Бьют часы истории. Наведен порядок. Судьба Квакина и Фигуры символизирует временность неправой самозваной власти. У Квакина, как и у Пугачева, своя судьба. Он пленник своей роли. Но он понимает судьбу барича. Член некоего сословия (повторим, пионерский галстук — как красный дворянский околыш), Тимур в то же время, в отличие от Ольги и Георгия, знающих, как надо, такой же деятельный герой, как Гринев, и так же, как он, сам формирует обстоятельства, а не приспосабливается к ним[306]. Он, в сущности, человек не своего времени, с личным, индивидуальным кодексом чести (что уже совершенно противоречило общественному обиходу и принятым для всех публичным правилам), отсылающим в неясные дали российской истории. Он сообразует свои поступки, выламывающиеся за рамки принятого (сбивает замок с сарая, выводит чужой, в сущности, мотоцикл), только со своим внутренним нравственным чувством. Формирование такого героя в рамках печатной литературы служит для нас еще одним свидетельством исчерпанности к началу 40-х годов того, что мы назвали первым циклом литературного развития советского времени.

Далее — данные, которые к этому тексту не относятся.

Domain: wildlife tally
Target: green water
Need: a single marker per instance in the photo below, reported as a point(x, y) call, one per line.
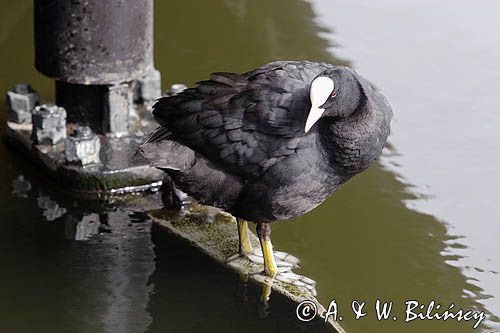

Один из главных вопросов в «Тимуре и его команде» — путь восстановления правды. Как соотносится с этой задачей государство? Перед нами — незримая вертикаль, на которой зиждется монархическое устройство. Средний пласт власти не в силах самостоятельно следовать справедливости, правильно рассудит дело только тот, кто находится в соответствующем чине, причем военном. В повести нет и следов партийной власти (как нет и упоминаний Сталина. От этих упоминаний не один Гайдар, видимо, спасался в эти именно годы, уйдя в детскую литературу). Все верхнее ассоциируется с военным, все государственное — с назревающей войной, с непреложностью участия в ней, защиты отечества (подобно тому, как все действие «Капитанской дочки» связано с военными действиями). Это — военная империя в ее расцвете; провозвещается возможность идиллии в ее рамках (подобно тому, как идиллией завершаются злоключения Гринева и капитанской дочки), возможность обретения покоя. Поиски покоя стали одним из слагаемых поэтики подставных проблем[307].
Вспоминал ли сам Гайдар о «Капитанской дочке», работая над повестью? Вряд ли вспоминал, но несомненно помнил[308]. Это та «таинственная сила генетической литературной памяти», о которой пишет С. Бочаров[309], кстати напоминая статьи А. Л. Бема, трактующие феномен «припоминания»[310], но двигаясь с осторожностью далее и говоря о «процессе сохранения, возделывания и передачи творческой памяти и ее преобразования в путь большой литературы»[311].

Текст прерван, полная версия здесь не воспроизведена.